最初、この映画のタイトルを見た時、家族皆で長い距離を歩く話なのかな? と思った。
でもこれは、全然そういう映画ではない。
長男の命日に、次男と長女、その家族が実家に集まった。
この映画は、ある夏のその1日の様子を淡々と描いているだけの内容だ。
しかし、そこはドキュメンタリータッチが得意な是枝裕和監督の真骨頂。
演技とは思えない、何気ない自然な台詞のやりとりの長回し。まるで本当の家族の日常を覗いているようだ。
親子3世代が集まり、賑やかに過ごす1日は、一見とても幸せな1日だ。
しかし、皆が揃っている時には、お互いににこやかに会話を交わしているのだが、二人だけになったりしたときに、ふと本音が口をつく。
少しずつ、実は家族それぞれの間に根強く残っていた不満やわだかまりが明らかになっていく。
家族の間で本当の心を隠していることは、決して不幸なことではない。単なる本音と建前では断じることが出来ない。

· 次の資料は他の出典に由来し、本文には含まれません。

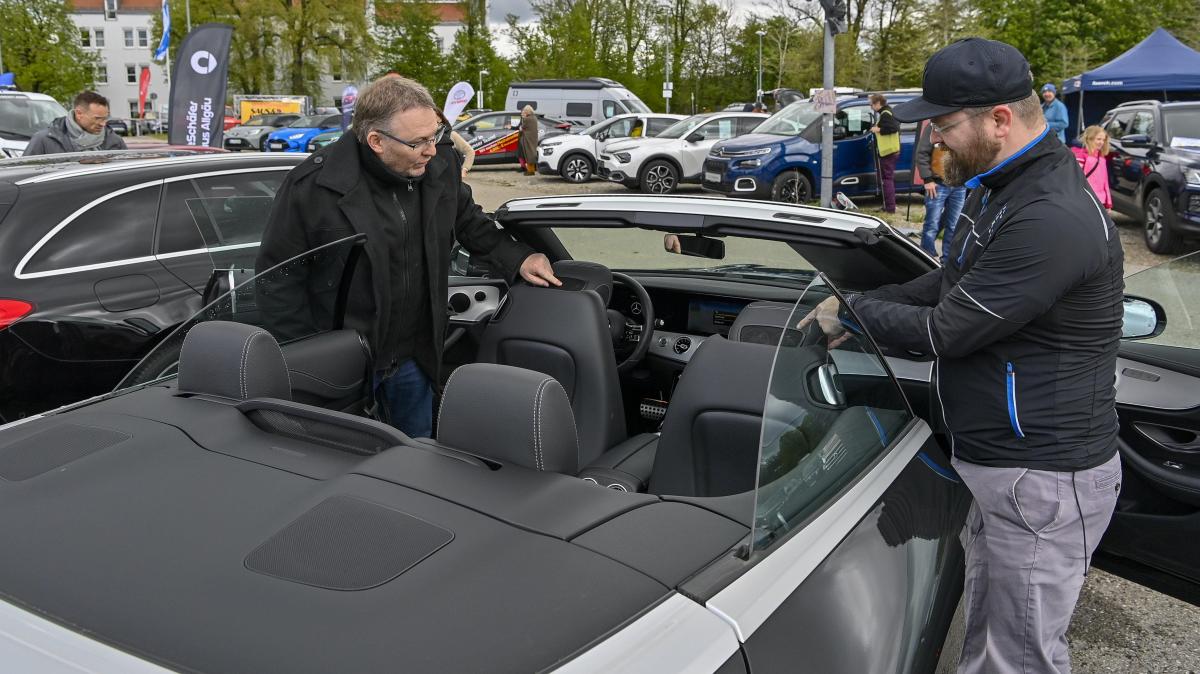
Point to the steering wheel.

それが家族の関係というものなのかも知れない。
見ている我々は、徐々にそれぞれの登場人物の過去や事情を知っていくうちに、それぞれの登場人物に感情移入し、愛おしくさえ思えてくる。
中でも樹木希林の演技は白眉だ。
どこにでもいそうなお喋りと世話好きなばあさんの心の中に潜んでいた、恐ろしい「恨み」を知った瞬間。我々はまさに背中に冷水を浴びせられたような戦慄を感じると同時に、このばあさんの人間を深く一瞬にして我々に理解させるのだ。これは凄かった。
ところで、この映画のタイトルのわけは、映画の中でスッパリと明らかになる。このあたりも是枝裕和監督のセンスだ。
この映画もまた、是枝裕和監督の代表作と言って良いと思った。